China’s huge appetite for crude oil this year has played a major role in preventing global prices from crashing, even as oil producers pump more into the market.
Reports show that China has been importing far more oil than it needs for daily use, storing the extra in massive tanks and underground reserves. Since January, the country is estimated to have added about 500,000 barrels of oil per day to its stockpile, bringing total reserves to somewhere between 800 million and 1.4 billion barrels — enough to cover more than three months of imports.
Although Beijing doesn’t release official storage figures, satellite images and trade data reveal that oil is being stored at record levels. State-owned companies are also building even more storage sites, expected to add around 169 million barrels of capacity by next year.
Analysts say there are several reasons for the aggressive stockpiling. One is financial — with oil prices currently lower than average, China is taking advantage of the cheaper market to buy in bulk, especially discounted oil from Russia and Iran.

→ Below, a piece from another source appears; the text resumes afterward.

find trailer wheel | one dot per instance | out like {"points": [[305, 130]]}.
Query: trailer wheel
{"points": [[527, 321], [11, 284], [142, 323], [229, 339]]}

Another reason is security. By keeping large reserves, China is protecting itself against possible supply disruptions caused by sanctions, global conflicts, or trade restrictions. It also reduces the country’s dependence on foreign suppliers during emergencies.
Experts also believe the buildup could be part of a long-term strategy to safeguard against future risks, including potential tension with the United States or instability in major shipping routes like the Strait of Malacca.
However, some observers find the scale of China’s oil buying puzzling, especially since its overall fuel demand is expected to peak in the next few years due to the growing use of electric vehicles.
Still, the country’s massive purchases have helped balance the global oil market. China’s imports have absorbed much of the extra production from OPEC+ members this year, stopping prices from falling further.
Analysts expect Beijing to keep importing at least 500,000 barrels of oil per day in the coming years, a trend that could continue to support prices and stabilize the market even as global supply grows.